ドフラミンゴとロシナンテを名前呼びで甘やかすようになって早2年。徐々にドフラミンゴから独特の喋り方が抜けてきて、ロシナンテはお腹を壊すことがなくなってきた。父親は、まあ、相変わらずだけど…上手く使えばちゃんと動いてくれることが分かった。今までは単に動き方が分からないだけだったようだ。そして私はというと、驚くことに2年もの間、死なずに済んでいた。いくつか考えられる理由はあるが、まず一番にあるのは私が街に行かなくなったということだろう。直接命に関わる暴行を受けることがないから、たとえ食べ物や感染症で死にかけてもなんとか復活できたというべきか。
(でもこれは完全にアウトだよなぁ…)
わあわあと騒ぎ立てる街の住民に囲まれ、父親に庇われながら思った。

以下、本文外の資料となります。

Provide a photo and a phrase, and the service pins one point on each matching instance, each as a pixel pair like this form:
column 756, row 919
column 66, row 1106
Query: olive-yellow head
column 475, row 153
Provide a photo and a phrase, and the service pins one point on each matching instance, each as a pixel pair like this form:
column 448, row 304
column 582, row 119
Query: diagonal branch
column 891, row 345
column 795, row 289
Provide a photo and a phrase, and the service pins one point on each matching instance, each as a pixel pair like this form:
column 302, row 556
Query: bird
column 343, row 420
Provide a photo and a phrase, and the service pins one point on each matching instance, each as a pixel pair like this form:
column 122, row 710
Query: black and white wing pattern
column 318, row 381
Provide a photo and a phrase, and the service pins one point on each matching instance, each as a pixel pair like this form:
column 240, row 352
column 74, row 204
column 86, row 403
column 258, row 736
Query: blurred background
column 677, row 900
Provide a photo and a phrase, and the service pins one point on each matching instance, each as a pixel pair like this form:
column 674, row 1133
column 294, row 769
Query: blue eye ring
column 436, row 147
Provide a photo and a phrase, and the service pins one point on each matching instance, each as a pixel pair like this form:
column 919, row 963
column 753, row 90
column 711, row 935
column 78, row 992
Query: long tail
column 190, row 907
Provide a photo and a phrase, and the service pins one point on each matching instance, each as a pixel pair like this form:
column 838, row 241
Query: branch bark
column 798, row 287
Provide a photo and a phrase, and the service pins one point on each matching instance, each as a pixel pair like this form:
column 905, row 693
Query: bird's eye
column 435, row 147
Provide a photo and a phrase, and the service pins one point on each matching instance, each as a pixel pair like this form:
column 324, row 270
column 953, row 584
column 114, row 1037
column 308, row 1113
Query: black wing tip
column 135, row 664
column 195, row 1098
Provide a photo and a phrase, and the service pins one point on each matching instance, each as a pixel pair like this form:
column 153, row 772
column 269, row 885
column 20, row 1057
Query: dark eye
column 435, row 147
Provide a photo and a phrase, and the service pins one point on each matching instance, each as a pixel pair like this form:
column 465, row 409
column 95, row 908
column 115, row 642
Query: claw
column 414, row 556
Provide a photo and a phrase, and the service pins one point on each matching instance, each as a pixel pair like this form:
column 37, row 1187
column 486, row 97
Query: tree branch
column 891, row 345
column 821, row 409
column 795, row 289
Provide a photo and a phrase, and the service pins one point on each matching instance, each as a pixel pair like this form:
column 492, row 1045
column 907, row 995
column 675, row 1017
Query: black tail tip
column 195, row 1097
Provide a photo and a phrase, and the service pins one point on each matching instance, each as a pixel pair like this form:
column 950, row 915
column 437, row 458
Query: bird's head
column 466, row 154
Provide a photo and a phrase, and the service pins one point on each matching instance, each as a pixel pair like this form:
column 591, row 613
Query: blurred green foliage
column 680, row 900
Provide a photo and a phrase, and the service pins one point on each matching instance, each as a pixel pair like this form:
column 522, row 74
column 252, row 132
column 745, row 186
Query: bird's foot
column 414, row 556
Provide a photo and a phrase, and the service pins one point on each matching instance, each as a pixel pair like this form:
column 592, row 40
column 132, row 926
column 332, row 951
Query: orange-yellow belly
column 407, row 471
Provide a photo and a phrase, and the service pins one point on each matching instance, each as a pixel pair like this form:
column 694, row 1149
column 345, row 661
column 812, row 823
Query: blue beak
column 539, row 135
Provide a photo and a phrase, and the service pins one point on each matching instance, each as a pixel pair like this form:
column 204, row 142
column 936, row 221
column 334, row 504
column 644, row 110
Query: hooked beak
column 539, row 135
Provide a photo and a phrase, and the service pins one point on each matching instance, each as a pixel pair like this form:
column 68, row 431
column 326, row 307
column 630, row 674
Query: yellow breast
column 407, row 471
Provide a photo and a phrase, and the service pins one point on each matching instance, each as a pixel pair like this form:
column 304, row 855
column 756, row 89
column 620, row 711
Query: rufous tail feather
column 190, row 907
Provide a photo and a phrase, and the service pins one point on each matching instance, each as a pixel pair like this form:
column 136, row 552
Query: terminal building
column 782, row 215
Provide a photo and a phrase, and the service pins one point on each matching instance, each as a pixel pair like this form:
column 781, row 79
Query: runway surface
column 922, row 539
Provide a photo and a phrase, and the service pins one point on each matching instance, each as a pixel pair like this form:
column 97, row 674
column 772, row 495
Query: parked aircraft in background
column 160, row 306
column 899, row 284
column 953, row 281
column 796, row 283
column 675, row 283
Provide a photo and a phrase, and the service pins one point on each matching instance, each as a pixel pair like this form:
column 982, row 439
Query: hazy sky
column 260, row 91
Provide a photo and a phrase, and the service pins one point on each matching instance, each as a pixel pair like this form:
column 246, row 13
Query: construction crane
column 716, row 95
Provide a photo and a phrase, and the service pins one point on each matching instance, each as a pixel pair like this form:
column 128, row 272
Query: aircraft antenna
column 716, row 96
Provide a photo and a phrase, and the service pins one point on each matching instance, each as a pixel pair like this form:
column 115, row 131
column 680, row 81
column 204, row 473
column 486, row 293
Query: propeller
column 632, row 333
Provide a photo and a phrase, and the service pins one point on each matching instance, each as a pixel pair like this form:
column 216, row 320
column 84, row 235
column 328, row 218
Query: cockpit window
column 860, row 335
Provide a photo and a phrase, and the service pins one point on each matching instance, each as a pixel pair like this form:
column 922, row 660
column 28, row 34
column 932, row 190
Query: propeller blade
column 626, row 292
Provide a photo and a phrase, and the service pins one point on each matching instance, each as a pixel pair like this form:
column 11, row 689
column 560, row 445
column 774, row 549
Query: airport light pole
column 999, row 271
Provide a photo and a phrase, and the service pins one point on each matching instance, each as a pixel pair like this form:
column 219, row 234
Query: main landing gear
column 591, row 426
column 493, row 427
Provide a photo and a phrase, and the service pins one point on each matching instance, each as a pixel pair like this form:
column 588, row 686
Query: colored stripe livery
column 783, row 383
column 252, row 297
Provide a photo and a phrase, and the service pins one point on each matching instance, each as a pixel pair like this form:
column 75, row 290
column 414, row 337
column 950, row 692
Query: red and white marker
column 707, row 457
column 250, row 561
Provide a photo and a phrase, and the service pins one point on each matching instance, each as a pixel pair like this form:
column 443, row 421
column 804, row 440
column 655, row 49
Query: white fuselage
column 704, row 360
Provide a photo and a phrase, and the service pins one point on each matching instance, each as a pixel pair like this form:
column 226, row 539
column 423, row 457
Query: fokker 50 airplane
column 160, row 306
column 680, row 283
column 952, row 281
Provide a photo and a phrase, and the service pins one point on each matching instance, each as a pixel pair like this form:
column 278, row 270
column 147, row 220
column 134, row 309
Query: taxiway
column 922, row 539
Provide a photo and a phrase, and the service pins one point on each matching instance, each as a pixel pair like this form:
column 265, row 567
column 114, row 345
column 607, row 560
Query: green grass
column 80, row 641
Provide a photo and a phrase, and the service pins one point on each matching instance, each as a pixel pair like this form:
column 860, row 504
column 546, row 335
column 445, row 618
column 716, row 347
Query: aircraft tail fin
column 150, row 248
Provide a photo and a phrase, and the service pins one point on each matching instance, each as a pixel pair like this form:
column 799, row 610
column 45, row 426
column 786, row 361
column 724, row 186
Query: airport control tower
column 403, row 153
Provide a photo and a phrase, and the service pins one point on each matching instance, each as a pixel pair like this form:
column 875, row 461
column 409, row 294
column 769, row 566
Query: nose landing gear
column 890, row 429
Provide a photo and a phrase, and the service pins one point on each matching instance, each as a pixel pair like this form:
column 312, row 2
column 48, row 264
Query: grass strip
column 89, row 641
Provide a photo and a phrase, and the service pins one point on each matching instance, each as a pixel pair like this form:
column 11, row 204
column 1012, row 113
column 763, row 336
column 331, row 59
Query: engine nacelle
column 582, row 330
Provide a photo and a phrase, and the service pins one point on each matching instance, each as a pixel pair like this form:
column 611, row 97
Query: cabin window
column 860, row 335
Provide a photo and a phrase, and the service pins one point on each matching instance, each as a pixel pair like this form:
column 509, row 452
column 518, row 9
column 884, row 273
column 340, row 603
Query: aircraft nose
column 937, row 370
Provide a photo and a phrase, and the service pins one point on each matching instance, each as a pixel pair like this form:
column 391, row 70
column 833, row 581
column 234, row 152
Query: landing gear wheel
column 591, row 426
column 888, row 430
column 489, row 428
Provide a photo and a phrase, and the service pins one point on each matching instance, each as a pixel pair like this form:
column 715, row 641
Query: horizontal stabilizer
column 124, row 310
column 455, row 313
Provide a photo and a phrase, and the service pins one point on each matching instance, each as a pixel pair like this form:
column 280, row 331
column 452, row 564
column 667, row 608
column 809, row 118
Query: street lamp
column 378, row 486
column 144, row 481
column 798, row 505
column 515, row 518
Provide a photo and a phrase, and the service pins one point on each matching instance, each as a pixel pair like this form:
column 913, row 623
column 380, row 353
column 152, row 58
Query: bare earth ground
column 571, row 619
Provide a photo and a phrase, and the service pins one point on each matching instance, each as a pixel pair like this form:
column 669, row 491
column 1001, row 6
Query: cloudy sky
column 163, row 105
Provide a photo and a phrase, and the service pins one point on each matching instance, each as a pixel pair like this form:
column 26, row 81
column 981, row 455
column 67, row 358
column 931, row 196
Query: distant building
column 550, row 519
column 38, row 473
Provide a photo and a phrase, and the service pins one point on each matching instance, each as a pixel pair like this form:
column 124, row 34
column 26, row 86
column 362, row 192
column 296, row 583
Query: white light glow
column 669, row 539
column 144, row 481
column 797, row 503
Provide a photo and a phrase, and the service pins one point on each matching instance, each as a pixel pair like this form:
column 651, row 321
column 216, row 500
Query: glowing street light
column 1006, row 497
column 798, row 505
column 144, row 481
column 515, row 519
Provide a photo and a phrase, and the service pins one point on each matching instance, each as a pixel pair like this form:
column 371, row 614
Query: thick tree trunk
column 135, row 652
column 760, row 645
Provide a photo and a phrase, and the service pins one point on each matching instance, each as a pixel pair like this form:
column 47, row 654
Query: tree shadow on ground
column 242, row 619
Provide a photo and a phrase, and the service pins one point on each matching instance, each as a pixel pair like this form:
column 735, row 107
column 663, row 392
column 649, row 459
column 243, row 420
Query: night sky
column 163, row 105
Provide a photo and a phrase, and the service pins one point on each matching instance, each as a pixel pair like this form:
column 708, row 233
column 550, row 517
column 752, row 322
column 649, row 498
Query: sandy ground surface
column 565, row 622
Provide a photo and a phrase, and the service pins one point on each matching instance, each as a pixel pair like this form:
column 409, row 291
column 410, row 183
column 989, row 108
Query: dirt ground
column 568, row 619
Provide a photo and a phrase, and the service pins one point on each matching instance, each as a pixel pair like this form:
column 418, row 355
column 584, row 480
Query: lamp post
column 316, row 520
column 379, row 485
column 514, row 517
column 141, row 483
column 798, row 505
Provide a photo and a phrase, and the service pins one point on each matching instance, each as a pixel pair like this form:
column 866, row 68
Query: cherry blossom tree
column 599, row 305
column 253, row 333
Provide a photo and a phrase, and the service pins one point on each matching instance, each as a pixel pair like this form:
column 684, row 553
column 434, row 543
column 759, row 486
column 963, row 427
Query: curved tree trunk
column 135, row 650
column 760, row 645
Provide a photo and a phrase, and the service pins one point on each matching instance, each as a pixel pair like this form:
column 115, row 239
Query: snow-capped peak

これは確実に詰んだ。私の6年の人生終了宣言が間近で高らかに聞こえてる気がする。ドフラミンゴたちは頑張った方だろう。2年もの間、ゴミ捨て場が住居だと特定されていなかったのだから。…もしかすると私たちの住居の特定は済んでいて、元天竜人を迫害しても本当に海軍が来ないのか、少しずつ試していただけなのかもしれないけれど。とにかく詰んだ。家から引きずり出された私たちは、首に縄を付けられて一日中、文字通り引きずられながら、街に連れて来られた。
「子供達は許してくれ!!!私だけにしてくれェ〜〜〜!!!」
父親が泣いて叫んでいる。そんな父親に縋り付いてロシナンテもわあわあと泣いている。周りの人々の声が何か巨大な生き物の唸り声のように聞こえる。うるさい…ああ、うるさい!
(父親はもう無理だ、捨てていこう。でもドフィとロシーは、助けてあげたい…!)
耳を塞ぎながらなんとか逃げ道は、と目を凝らした。けれどどう頭をひねったって、知恵を絞ったって、360度周囲を取り囲む武装し我を失った住民たちに囲まれてはどうしようもなかった。話を聞くどころか今すぐ嬲り殺されそうだ。なんで海軍はロシナンテを助けないの。なんでドンキホーテファミリーの幹部の人たちはドフラミンゴを助けに来ないの。
「…っ!」
「っ!ドフィ…?」
ドフラミンゴが栄養失調で細い腕で私を抱き込んだ。まさか、この状況で私を守るつもりなのか。ちら、と顔を上げると、そこにあったのはとてもじゃないけど妹を守ろうとする兄の顔などではなかった。憎悪だ。周りの人々が憎くて憎くてたまらない、そんな顔。視線で人を殺せるのなら、きっとこの広場には死体しか残らないのだろう。ドフラミンゴは激怒していた。痩けてはいるが丸みのある子どもらしい顔に、怒りで青筋が浮き出ているほどに。
「ーーあにうえ…?」
「……っ!」
ドフラミンゴはほんの一瞬たりとも私に視線を落とさず、歯を噛み締めて周囲の人々と見ていた。サングラスの奥の目が、憎悪に燃えていた。私はこの時初めて恐怖を感じた。私たちを殺そうとする人々にではなく、実の兄の憤怒に対して。
「殺してやる…ッ!」
腕が白くなるほど強く抱きしめられていた私だけが聞いた、ドフラミンゴの言葉。あの言葉は一体誰に向けられたものだったのだろうか。触覚がなくなったはずなのに、なぜか背中を流れる冷たい汗を感じることはできた。
「殺すな……!!ずっと、生かして苦しめろ!!!」
一人ずつ紐でぐるぐる巻きにされて塔から吊るされ、火あぶりにされた。人々が自分や家族の身に起きたことを喚き始めた…まるでそう叫ぶことで私たちに行う残虐の全てが許されるとでも言いたげに。矢で射られたか銃で撃たれたのか、父親やドフラミンゴたちが叫び声を上げていた。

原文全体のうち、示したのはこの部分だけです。